On Monday, Troy Hunt published a blog post suggesting that there is a new trend of historical data breaches showing up on dark web markets. The blog post observed a cluster of four advertisements of data from past breaches, all from the same seller on the same market, in the same month. Based on this data, Troy suggested that this was a new trend. This got us thinking about anecdotes and statistical inference. What, if anything, can we conclude from a couple of anecdotes? Here’s our take.
Yes, the plural of anecdote is data.
The negated version of this sentence – ‘the plural of anecdote is not data’ – is often presented as advice in a professional seminar or as an insult in a debate. This is problematic in part because it is wrong, but more because it reflects a misunderstanding of how and why statistical inference works.
There is nothing wrong with anecdotes. A dataset is a nothing more than a collection of observations, each anecdotal or non-representative of the population on its own. One can refer to a collection of anecdotes as ‘random collection of observations’ or even a ‘random sample’ and arrive naturally at the functional unit of experimental science and modern statistics.
This simplification is unfair to the common wisdom. The implicit assumption of the ‘anecdotes are not data’ quote is that anecdotes are not random, that a collection of anecdotes must have been selected for specific reason and are necessarily biased. The common wisdom assumes that a collection of biased anecdotes cannot be used to make accurate inferences.

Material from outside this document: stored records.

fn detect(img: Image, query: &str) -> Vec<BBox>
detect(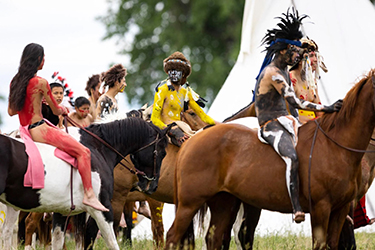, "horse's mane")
[223,102,252,122]
[319,69,375,131]
[80,117,161,150]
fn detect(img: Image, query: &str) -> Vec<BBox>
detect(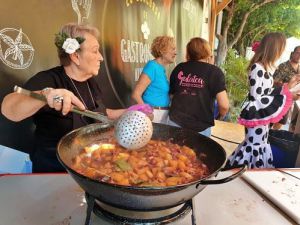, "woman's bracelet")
[41,87,53,97]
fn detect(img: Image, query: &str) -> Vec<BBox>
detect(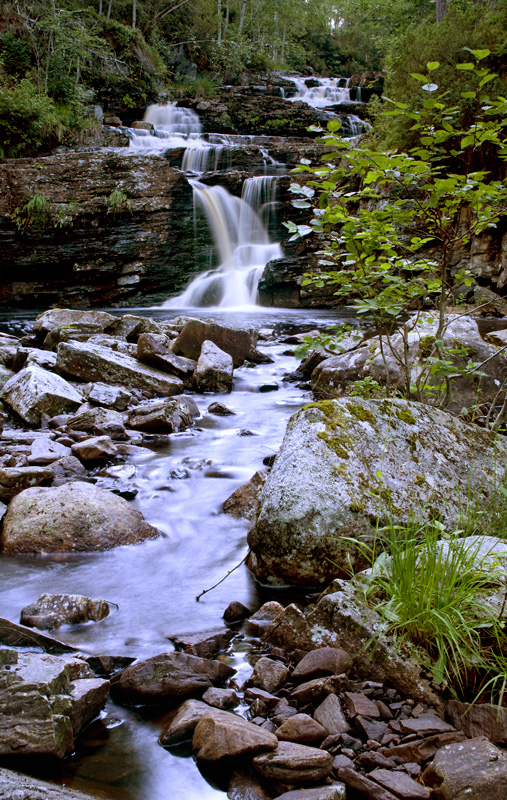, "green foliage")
[13,194,77,231]
[287,57,507,412]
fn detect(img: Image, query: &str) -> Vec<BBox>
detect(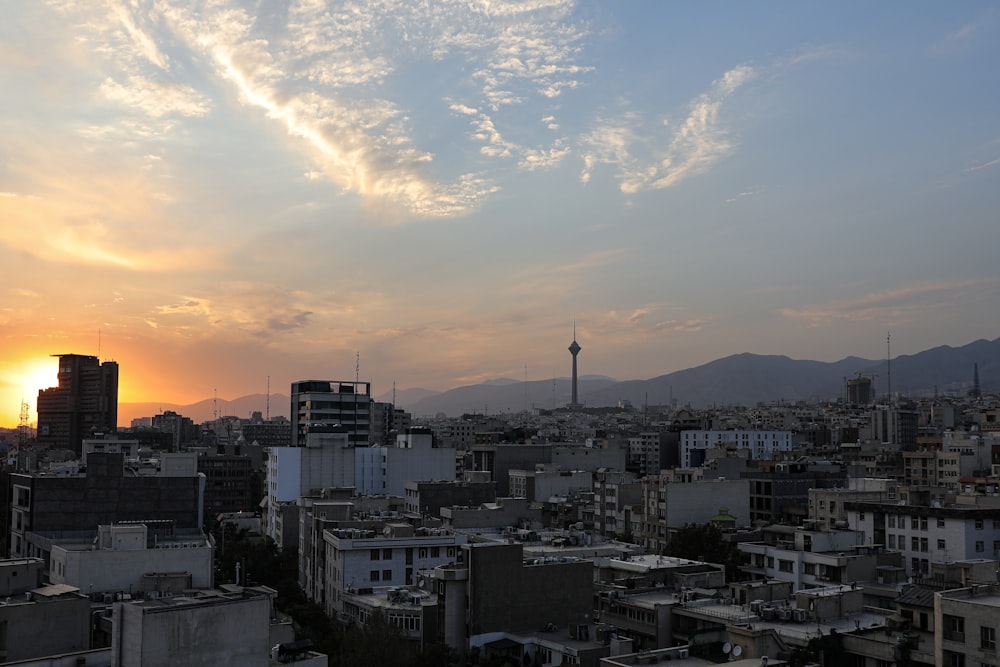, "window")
[941,651,965,667]
[941,614,965,644]
[979,625,997,651]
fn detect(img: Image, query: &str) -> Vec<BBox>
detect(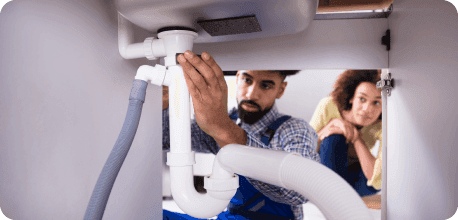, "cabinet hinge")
[377,73,394,96]
[382,29,391,51]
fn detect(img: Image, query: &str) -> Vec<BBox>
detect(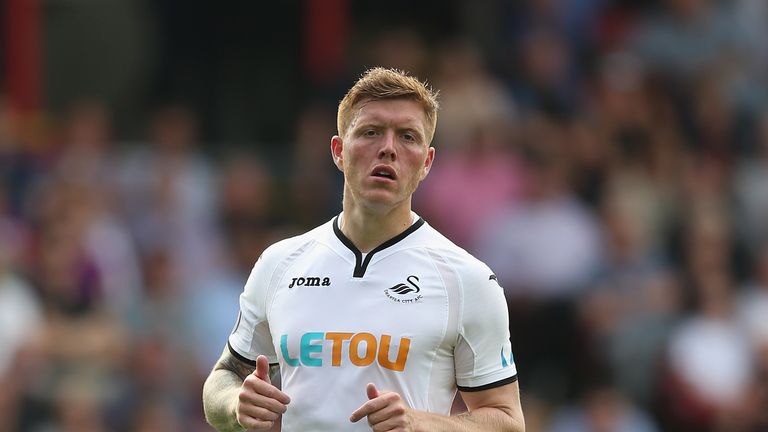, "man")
[203,68,524,432]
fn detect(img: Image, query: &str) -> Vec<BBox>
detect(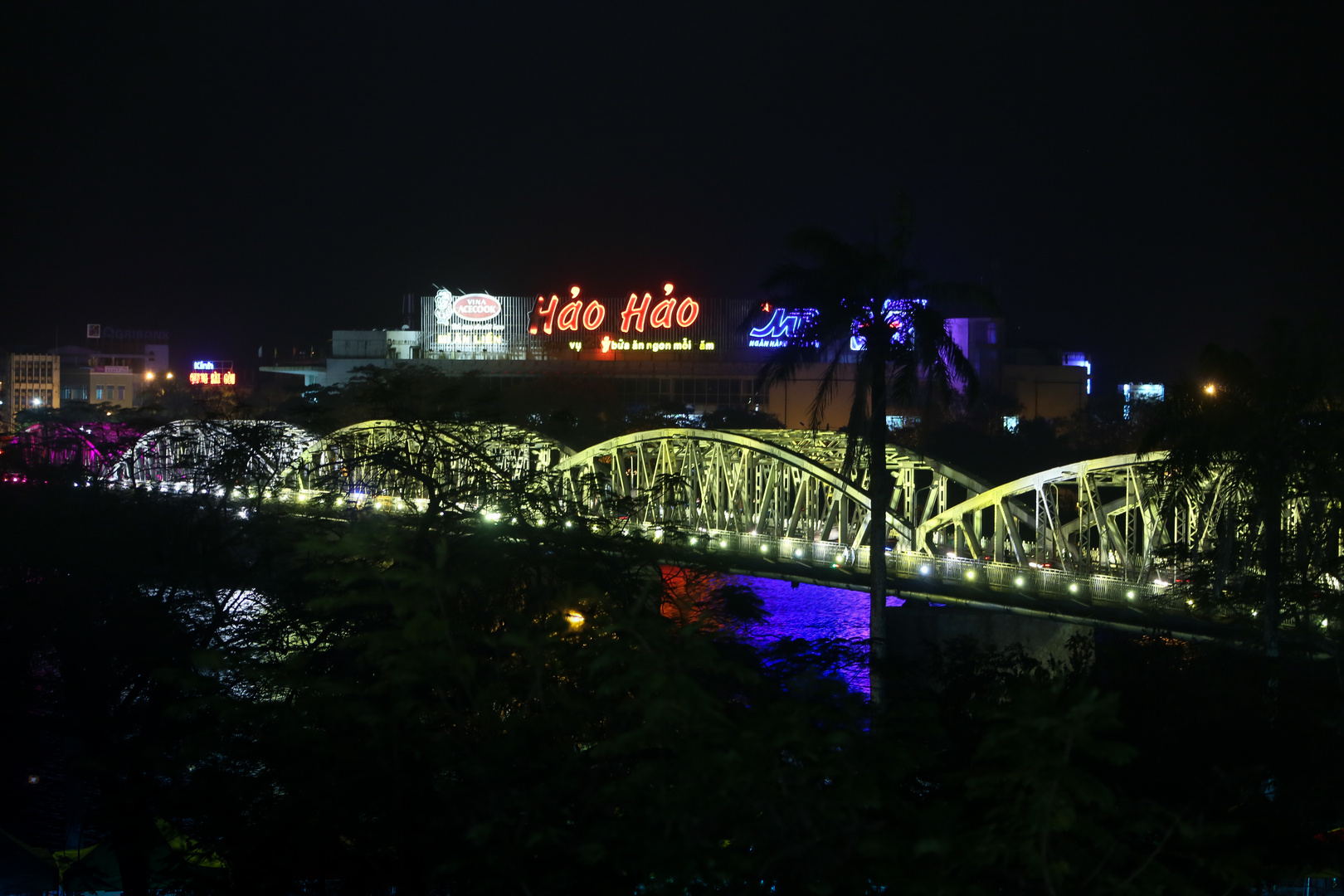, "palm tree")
[759,215,988,703]
[1141,321,1344,657]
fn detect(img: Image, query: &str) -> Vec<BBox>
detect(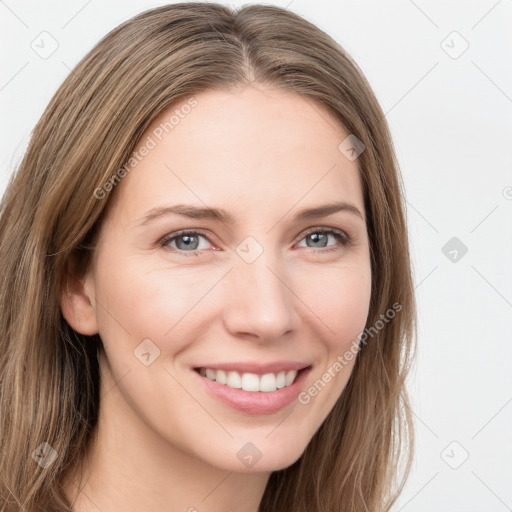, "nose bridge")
[225,246,299,341]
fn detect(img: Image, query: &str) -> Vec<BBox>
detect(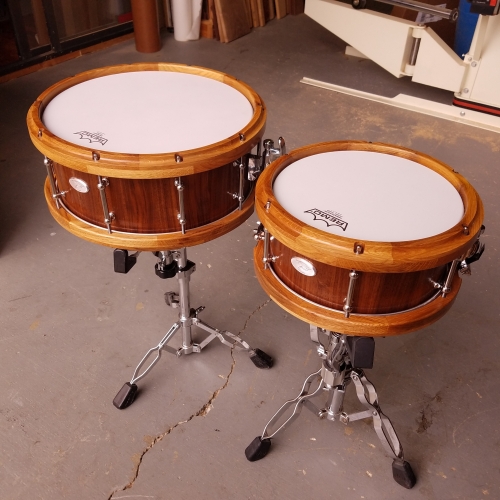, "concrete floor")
[0,11,500,500]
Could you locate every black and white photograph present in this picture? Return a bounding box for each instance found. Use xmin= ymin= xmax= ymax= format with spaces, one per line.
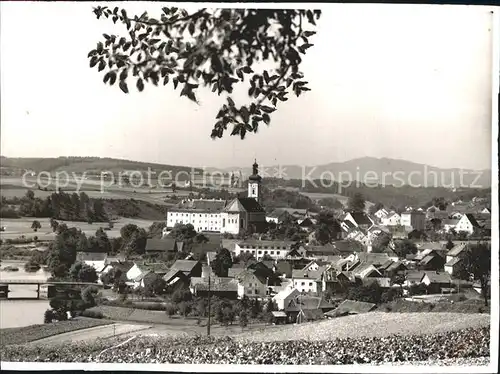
xmin=0 ymin=1 xmax=500 ymax=373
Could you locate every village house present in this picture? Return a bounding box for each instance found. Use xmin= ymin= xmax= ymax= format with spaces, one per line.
xmin=76 ymin=252 xmax=108 ymax=273
xmin=455 ymin=213 xmax=481 ymax=235
xmin=292 ymin=264 xmax=327 ymax=294
xmin=285 ymin=295 xmax=335 ymax=323
xmin=189 ymin=277 xmax=238 ymax=300
xmin=422 ymin=271 xmax=453 ymax=294
xmin=444 ymin=243 xmax=467 ymax=275
xmin=401 ymin=210 xmax=425 ymax=231
xmin=273 ymin=287 xmax=300 ymax=310
xmin=373 ymin=208 xmax=389 ymax=221
xmin=266 ymin=208 xmax=291 ymax=225
xmin=235 ymin=269 xmax=268 ymax=299
xmin=342 ymin=212 xmax=374 ymax=230
xmin=442 ymin=218 xmax=459 ymax=233
xmin=382 ymin=212 xmax=401 ymax=226
xmin=234 ymin=239 xmax=295 ymax=260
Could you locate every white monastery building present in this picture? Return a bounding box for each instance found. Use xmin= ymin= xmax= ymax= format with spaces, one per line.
xmin=167 ymin=162 xmax=266 ymax=235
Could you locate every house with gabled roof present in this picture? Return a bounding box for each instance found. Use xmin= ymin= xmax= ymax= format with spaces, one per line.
xmin=76 ymin=252 xmax=108 ymax=273
xmin=325 ymin=300 xmax=376 ymax=318
xmin=373 ymin=208 xmax=389 ymax=220
xmin=344 ymin=212 xmax=373 ymax=230
xmin=234 ymin=239 xmax=295 ymax=260
xmin=455 ymin=213 xmax=481 ymax=235
xmin=444 ymin=243 xmax=467 ymax=275
xmin=284 ymin=295 xmax=335 ymax=323
xmin=292 ymin=265 xmax=327 ymax=294
xmin=422 ymin=271 xmax=453 ymax=293
xmin=382 ymin=212 xmax=401 ymax=226
xmin=235 ymin=269 xmax=269 ymax=299
xmin=273 ymin=287 xmax=300 ymax=310
xmin=189 ymin=277 xmax=238 ymax=300
xmin=170 ymin=260 xmax=202 ymax=278
xmin=266 ymin=208 xmax=291 ymax=225
xmin=145 ymin=236 xmax=179 ymax=256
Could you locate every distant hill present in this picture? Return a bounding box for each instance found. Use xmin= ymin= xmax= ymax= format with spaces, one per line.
xmin=212 ymin=157 xmax=491 ymax=188
xmin=0 ymin=156 xmax=202 ymax=173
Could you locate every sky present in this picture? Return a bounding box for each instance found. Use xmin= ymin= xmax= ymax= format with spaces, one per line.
xmin=0 ymin=2 xmax=492 ymax=169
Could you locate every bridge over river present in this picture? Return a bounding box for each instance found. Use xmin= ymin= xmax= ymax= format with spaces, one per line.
xmin=0 ymin=279 xmax=103 ymax=300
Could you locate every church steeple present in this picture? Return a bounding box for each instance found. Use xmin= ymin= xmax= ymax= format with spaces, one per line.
xmin=248 ymin=160 xmax=262 ymax=203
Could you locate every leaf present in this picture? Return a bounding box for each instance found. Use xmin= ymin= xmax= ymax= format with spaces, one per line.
xmin=120 ymin=81 xmax=128 ymax=93
xmin=108 ymin=71 xmax=116 ymax=86
xmin=260 ymin=105 xmax=276 ymax=113
xmin=303 ymin=31 xmax=316 ymax=38
xmin=102 ymin=72 xmax=110 ymax=83
xmin=262 ymin=113 xmax=271 ymax=125
xmin=264 ymin=70 xmax=269 ymax=84
xmin=97 ymin=60 xmax=106 ymax=71
xmin=90 ymin=56 xmax=99 ymax=68
xmin=137 ymin=78 xmax=144 ymax=92
xmin=120 ymin=69 xmax=128 ymax=81
xmin=187 ymin=91 xmax=198 ymax=103
xmin=240 ymin=106 xmax=250 ymax=123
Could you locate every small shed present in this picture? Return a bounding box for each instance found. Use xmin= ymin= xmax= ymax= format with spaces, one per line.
xmin=325 ymin=300 xmax=376 ymax=318
xmin=271 ymin=311 xmax=287 ymax=325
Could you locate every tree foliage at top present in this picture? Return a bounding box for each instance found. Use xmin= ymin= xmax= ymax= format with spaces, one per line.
xmin=347 ymin=192 xmax=366 ymax=213
xmin=463 ymin=242 xmax=491 ymax=306
xmin=88 ymin=6 xmax=321 ymax=139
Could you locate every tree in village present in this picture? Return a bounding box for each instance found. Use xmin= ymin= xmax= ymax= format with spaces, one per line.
xmin=88 ymin=6 xmax=321 ymax=139
xmin=394 ymin=239 xmax=418 ymax=258
xmin=50 ymin=218 xmax=59 ymax=232
xmin=462 ymin=242 xmax=491 ymax=306
xmin=347 ymin=192 xmax=366 ymax=213
xmin=69 ymin=262 xmax=99 ymax=283
xmin=372 ymin=232 xmax=392 ymax=253
xmin=368 ymin=203 xmax=384 ymax=215
xmin=212 ymin=248 xmax=233 ymax=277
xmin=31 ymin=220 xmax=42 ymax=232
xmin=238 ymin=310 xmax=248 ymax=329
xmin=446 ymin=238 xmax=455 ymax=250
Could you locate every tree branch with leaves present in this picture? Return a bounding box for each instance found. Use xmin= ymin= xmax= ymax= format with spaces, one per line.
xmin=88 ymin=6 xmax=321 ymax=139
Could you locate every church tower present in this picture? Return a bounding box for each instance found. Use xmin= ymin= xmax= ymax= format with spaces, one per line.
xmin=248 ymin=160 xmax=262 ymax=204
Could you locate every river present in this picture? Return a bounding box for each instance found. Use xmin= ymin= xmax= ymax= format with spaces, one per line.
xmin=0 ymin=260 xmax=50 ymax=329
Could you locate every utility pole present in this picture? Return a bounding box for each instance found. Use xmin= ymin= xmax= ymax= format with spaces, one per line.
xmin=207 ymin=270 xmax=210 ymax=336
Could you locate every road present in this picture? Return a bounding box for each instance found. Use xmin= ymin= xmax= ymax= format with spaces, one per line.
xmin=29 ymin=323 xmax=151 ymax=345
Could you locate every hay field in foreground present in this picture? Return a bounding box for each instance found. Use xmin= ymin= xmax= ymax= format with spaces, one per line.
xmin=234 ymin=312 xmax=490 ymax=341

This is a false dilemma. It is possible to make useful, even accurate, inferences from a small biased subset of data (yes, even a single anomaly). In fact, statisticians do this all the time.
The anecdote-versus-data dichotomy is flawed because it emphasizes the wrong relationship. The relevant transformation is not between anecdotes and data (which are equivalent). The relevant transformation is between data and evidence.
Data is not itself evidence.
The fact that data is not inherently meaningful (nor objective) is a largely overlooked reality from within the hype of our data-driven tech culture. While this is worth a longer discussion, we can attempt to summarize decades of philosophical, statistical, and scientific debates into a single sentence:
Evidence is a quantification the amount of surprise one should feel at having observed the data given a specific default hypothesis.
A dataset is necessary for evidence, but it is not sufficient. Evidence requires comparing the new observations against the specific predictions of an existing world view.
In practice, this transformation may take the form of comparing new data against a null hypothesis, a Bayesian prior, or informal gut instinct, i.e. ‘Your friend and my friend are BOTH named John and BOTH have a tattoo of a velociraptor. The odds of that happening is low. We must know the same person.’
Anecdotal Evidence: Forgetting to transform data into evidence.
The problem with anecdotes is that any single or small group of examples is unlikely to be sufficiently surprising, or sufficient evidence, to be compelling against anything but the narrowest default hypotheses (i.e. this has NEVER happened before).
The reason we disagree with Troy is not because he was using a small or biased dataset, but because he didn’t turn this data into evidence. In order to claim that this is a new trend, he needed to argue that this is distinctly different from what has happened before. Without an explanation or quantification of what has occurred in past (how often have data from historical data breaches re-appeared?), it is impossible for us to evaluate the strength of his claim of a new trend. Have historical data breaches never re-appeared previously? If they have occurred, do they tend to appear as a cluster? Random events appear to cluster when observed over a long period of time. Why is the relevant time period of a cluster one month? Without context and normalization, the new observations are data; but the data is not evidence.
To be clear, Troy is neither the first, nor likely the last, to substitute data for evidence. But this is as good time as ever to remember that the problem with anecdotal evidence is the evidence, not the anecdotes. When we make conclusions, we need to supply evidence, not just data.
Troy did not make any strong or actionable conclusions which we seek to refute. It is just a recent example of the type of reasoning that results in well-meaning analysts seeing patterns in noise.